第173回 企業の社会貢献とは? 〜知らないと◯百万円の損・・・〜

第173回 企業の社会貢献とは? 〜知らないと◯百万円の損・・・〜

 日本の企業は甚大な自然災害や金融危機などの幾多のショックを乗り越えてきましたが、改めて考えてみると企業を継続させるということは何のためなのでしょうか。

 

 企業を起こし成長させるまでには、経営者は意識しないかもしれませんが段階的な目的をもっています。

 もちろん企業の成長段階のパターンについては、幾多の専門家が諸説を論じておりますがそれらとは少しスタンスが違う4段階の目的があると考えています。

 

 起業した時には自分のためや家族のため(食べていくため)、そして次の目的は社員のためとなります。 少し余裕が出てくると3段階目には得意先や仕入れ先のため、やがて業界などで認められてくると地域社会や世の中のためにという社会貢献も目的となります。

 

 自分の経営している企業や自分の勤務している会社が、これらの4段階のうちどの位置にあるのかを意識してみると、自分の生き方や進むべき方向のヒントになるはずです。

 

 社歴が長く老舗といわれる企業の場合は、ほとんどが従業員の福利厚生の充実や社会貢献のために何らかの施策を行っているところが多いようです。
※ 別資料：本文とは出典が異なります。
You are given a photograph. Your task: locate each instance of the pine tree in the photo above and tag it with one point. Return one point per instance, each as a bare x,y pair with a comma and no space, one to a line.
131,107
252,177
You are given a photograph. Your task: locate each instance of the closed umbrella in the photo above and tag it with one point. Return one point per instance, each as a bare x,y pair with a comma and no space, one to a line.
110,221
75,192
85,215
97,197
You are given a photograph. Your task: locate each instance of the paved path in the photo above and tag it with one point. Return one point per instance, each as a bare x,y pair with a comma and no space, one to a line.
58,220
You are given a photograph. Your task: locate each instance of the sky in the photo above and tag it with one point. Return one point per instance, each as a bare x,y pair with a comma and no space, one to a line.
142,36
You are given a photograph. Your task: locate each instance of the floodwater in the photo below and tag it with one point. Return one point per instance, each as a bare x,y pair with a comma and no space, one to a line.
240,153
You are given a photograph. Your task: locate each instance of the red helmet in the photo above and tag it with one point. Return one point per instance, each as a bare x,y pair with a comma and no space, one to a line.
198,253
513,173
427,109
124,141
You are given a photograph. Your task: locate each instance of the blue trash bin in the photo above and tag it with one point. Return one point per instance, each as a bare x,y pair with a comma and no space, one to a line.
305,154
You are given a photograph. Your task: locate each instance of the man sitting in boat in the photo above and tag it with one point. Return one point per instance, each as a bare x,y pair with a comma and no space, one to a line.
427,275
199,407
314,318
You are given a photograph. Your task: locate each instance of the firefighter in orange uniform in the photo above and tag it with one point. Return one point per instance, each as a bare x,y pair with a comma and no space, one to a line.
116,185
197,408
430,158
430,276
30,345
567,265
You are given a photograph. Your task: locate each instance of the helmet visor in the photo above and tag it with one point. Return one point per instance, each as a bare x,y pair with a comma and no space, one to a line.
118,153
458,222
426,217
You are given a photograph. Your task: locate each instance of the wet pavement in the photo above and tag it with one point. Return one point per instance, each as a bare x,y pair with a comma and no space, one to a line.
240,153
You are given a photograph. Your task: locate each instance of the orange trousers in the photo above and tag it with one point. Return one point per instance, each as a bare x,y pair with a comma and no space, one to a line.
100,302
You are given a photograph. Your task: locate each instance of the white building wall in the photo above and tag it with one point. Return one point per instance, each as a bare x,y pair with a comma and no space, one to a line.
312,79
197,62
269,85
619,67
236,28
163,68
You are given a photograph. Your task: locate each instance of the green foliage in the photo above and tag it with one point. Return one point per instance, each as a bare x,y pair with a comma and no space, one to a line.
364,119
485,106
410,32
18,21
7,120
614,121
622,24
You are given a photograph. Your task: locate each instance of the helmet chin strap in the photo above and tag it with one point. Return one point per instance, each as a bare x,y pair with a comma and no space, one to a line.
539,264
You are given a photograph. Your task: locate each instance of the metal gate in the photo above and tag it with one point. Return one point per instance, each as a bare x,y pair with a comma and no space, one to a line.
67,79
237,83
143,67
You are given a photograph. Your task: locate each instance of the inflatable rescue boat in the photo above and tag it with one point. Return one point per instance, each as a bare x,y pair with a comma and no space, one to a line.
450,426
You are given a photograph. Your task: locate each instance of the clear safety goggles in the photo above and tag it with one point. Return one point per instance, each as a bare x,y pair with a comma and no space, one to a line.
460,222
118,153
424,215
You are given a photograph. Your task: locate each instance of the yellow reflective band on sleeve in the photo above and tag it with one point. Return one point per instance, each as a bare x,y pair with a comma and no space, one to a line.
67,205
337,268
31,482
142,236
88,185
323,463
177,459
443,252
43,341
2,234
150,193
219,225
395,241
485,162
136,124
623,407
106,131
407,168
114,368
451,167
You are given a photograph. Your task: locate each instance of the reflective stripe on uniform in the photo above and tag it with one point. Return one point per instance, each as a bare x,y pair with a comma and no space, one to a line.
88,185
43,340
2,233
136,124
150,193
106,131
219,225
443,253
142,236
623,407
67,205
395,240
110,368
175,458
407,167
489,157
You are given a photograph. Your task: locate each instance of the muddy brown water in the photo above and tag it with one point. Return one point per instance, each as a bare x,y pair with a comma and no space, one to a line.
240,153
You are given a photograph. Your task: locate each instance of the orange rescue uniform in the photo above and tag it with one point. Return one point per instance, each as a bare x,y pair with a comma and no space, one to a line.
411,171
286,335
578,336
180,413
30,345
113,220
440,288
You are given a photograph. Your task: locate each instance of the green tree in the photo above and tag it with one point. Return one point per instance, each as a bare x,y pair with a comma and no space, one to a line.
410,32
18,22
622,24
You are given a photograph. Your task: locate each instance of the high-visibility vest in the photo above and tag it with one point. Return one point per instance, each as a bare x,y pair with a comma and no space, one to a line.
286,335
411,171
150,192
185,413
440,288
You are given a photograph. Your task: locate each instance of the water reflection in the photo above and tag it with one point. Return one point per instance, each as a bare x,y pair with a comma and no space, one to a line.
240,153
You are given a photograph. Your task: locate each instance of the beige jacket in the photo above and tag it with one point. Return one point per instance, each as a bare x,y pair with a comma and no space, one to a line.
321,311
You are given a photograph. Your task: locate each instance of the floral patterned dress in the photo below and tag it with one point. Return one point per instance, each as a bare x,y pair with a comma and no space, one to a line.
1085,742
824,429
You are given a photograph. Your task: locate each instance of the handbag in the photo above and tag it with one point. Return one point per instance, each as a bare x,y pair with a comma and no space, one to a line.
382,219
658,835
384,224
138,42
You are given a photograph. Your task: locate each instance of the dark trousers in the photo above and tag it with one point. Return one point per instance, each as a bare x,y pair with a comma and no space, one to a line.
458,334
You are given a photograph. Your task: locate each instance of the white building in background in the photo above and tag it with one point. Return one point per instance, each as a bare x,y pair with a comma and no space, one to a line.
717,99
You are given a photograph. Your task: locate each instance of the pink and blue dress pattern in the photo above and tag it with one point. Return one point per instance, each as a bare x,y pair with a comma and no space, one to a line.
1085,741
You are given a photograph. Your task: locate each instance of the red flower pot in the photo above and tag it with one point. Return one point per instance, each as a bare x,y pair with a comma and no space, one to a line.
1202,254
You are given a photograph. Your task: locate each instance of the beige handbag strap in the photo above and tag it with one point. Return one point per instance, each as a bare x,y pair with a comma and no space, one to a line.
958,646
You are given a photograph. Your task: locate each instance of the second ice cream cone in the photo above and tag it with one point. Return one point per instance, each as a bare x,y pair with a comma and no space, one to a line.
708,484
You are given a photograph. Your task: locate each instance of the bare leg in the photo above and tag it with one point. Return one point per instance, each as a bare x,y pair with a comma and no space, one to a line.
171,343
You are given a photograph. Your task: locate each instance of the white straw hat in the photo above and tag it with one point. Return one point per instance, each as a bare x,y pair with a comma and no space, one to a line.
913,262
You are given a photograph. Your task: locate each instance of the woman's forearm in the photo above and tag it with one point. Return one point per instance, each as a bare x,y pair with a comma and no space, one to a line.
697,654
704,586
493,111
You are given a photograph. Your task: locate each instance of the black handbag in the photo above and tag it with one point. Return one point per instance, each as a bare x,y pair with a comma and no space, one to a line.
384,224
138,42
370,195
 しかし中には権力争いや私利私欲を優先して、この4段階から外れてしまい「三方よし」そっちのけで企業を営んでいる経営者もいるようです。

 

 多くの人達が「一日一善」を実践することを心掛ければ、住みよい世の中になるはずですが、同じように企業も「一日一善」ならぬ「一か月一善」や「一季一善」などを事業計画に入れることも必要ではないでしょうか。

 そして、年度末にはどういう善いことをしたのか、1年を振り返ってみると良いと思います。

 

 4段階目の「社会貢献」は難しくとも、自社がどの辺りのステップにあるのかを認識しながら、初めは当たり前のことから始めても「社会貢献」ができるのではと考えます。

 

 弊社のスタッフは仕事上、小規模の企業や創業して年数の浅い企業にも訪問することがあります。諸々の事を相談された時に、その企業のパンフレットがないのは当たり前で、就業規則がないことも珍しくありません。

 従って36(サブロク)協定を説明しても、その経営者は首をかしげて「?」という反応を示されることもあるそうです。

 中には最低賃金という概念も頭になく、当然社員に支払われるべき賃金も基準に満たず不足していた企業もあったようです。

 就業規則を整備し36協定や最低賃金も遵守することにより、従業員の生活を守り向上させることは第2段階目のステップですが、それでも広く考えれば「社会貢献」ということになるはずです。

 

 「障害者雇用納付金制度」という制度があり、昨年国会やマスコミで大きく取り上げられました。

 この制度は「民間企業、特殊法人、国及び地方公共団体は、常用労働者に占める障害者の割合を「法定雇用率」以上にする義務がある」という内容です。

 

 具体的には常用労働者が100人超の事業主は、障害者について2.2パーセントの法定雇用率を満たさないと、不足1人につき5万円の障害者雇用納付金が徴収されます。

 

例えば、従業員が110人の会社の場合、雇用義務のある障害者数は以下のように計算されます。

例)110人×2.2%=2.42人 端数は切り捨てるので2名の雇用義務がある

 

 2名を雇用していないと1人当たり月5万円の納付金が発生するので、年間120万円と大きな金額になってしまい、それが数年間続いたと思うとぞっとしてしまいます。また2021年3月末までに法定雇用率が2.3%に引き上げることも確定されています。

 

 障害者雇用納付金制度には法定雇用率を達成している企業に対しては、調整金や報奨金が支給されます。

 調整金は超過1人当たり月額2万7千円なので、年間にすると32万4千円になります。又、報奨金はペナルティーのない100名以下の企業に支給されるもので、超過1人当たり月額で2.1万円です。

 

 もしも前述の110名従業員の企業が、障害者を全く雇用していない場合と3名の障害者を雇用していた場合は、1000万円の利益が出た時の決算の数字は次のようになります。

 

障害者を全く雇用していない場合

利益1000万円-納付金120万円=最終利益880万円

 

障害者を3名雇用していた場合

利益1000万円+調整金32.4万円=最終利益1032.4万円

 

最終利益の差が152.4万円にもなってしまうのです。

 

 その他にも身障者を雇用すると、1人年間120万円を2年間支給や短時間でも1人年間80万円支給されるなど、さまざまな助成金の制度がありますので、ハローワークの担当窓口に相談されることをお勧めします。

 

 多岐の分野で考えられる社会貢献ですが、調整金や報奨金や助成金が入るのはそれが目的ではなく、そのお礼という認識でこういう制度を積極的に活用すれば、企業の存在意義が増すのではないかと考えますがいかがでしょうか。